Die spanische Presse hatte zuvor berichtet, dass die Fusionsverhandlungen zwischen Antena 3 und La Sexta weit fortgeschritten seien. Die Pläne liefen darauf hinaus, dass nach einer Fusion beide Sender als Markennamen mit eigenen Programmen erhalten bleiben sollten. Es sollten jedoch die Verwaltungen zusammengelegt und Programminhalte ausgetauscht werden, hieß es. Das Ziel eines Zusammenschlusses sei es, Antena 3 zum meistgesehenen TV-Sender in Spanien zu machen.


Ein mögliches Zusammengehen der anderen beiden Privatsender Telecinco und Cuatro gilt in Spanien als ein – in politischer Hinsicht – heikles Unterfangen.

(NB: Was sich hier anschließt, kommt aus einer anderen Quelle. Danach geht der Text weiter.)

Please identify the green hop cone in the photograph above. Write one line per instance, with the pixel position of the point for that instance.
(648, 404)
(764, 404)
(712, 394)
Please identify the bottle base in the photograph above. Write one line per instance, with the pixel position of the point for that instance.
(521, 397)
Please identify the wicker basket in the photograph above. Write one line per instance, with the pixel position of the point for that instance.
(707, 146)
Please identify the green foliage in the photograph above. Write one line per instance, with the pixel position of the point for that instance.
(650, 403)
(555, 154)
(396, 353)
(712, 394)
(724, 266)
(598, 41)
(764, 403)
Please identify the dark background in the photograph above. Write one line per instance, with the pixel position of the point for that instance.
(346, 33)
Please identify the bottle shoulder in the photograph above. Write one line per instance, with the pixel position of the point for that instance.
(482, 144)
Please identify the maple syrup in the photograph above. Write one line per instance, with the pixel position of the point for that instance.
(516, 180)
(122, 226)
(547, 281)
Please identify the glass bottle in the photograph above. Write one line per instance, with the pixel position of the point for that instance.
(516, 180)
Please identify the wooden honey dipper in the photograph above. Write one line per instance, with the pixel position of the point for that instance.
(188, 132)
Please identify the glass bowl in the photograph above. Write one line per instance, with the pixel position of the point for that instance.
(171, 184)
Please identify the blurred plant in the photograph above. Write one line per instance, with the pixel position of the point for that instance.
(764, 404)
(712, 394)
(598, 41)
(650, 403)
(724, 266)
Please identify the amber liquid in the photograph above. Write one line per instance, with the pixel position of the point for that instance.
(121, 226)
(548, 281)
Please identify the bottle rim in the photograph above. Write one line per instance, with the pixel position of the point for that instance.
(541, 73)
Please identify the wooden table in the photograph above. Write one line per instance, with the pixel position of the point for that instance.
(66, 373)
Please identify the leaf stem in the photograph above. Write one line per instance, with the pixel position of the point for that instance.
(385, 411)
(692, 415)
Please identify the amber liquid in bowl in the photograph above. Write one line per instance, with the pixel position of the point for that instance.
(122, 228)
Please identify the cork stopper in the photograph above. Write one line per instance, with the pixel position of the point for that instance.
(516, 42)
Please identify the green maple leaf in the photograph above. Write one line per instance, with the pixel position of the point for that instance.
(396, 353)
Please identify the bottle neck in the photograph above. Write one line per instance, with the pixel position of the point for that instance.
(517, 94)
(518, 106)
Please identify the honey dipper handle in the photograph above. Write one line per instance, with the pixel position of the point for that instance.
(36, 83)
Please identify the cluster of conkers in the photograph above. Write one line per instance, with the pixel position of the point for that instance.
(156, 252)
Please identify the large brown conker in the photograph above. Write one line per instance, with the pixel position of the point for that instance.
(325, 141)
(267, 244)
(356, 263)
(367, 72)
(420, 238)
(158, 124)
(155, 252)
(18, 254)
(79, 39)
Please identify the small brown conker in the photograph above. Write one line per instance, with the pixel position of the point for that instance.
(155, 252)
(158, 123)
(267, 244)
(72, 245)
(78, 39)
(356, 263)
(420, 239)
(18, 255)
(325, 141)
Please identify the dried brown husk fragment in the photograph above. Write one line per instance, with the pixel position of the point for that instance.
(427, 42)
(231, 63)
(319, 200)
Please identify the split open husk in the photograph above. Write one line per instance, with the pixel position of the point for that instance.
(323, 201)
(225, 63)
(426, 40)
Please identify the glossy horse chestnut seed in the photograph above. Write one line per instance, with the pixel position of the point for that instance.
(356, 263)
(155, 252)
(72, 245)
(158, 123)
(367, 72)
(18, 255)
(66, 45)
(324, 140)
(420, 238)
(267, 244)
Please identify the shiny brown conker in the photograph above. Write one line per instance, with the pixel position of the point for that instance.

Telecinco gehört überwiegend zur Gruppe Mediaset des konservativen italienischen Ministerpräsidenten Silvio Berlusconi. Cuatro ist ein Teil der Prisa-Gruppe um die linksliberale Madrider Tageszeitung „El País“. Teile der spanischen Presse äußerten die Vermutung, die Prisa-Gruppe könne sich aufgrund eines Schuldenbergs von fünf Milliarden Euro gezwungen sehen, Anteile ihres TV-Senders an Berlusconi zu verkaufen.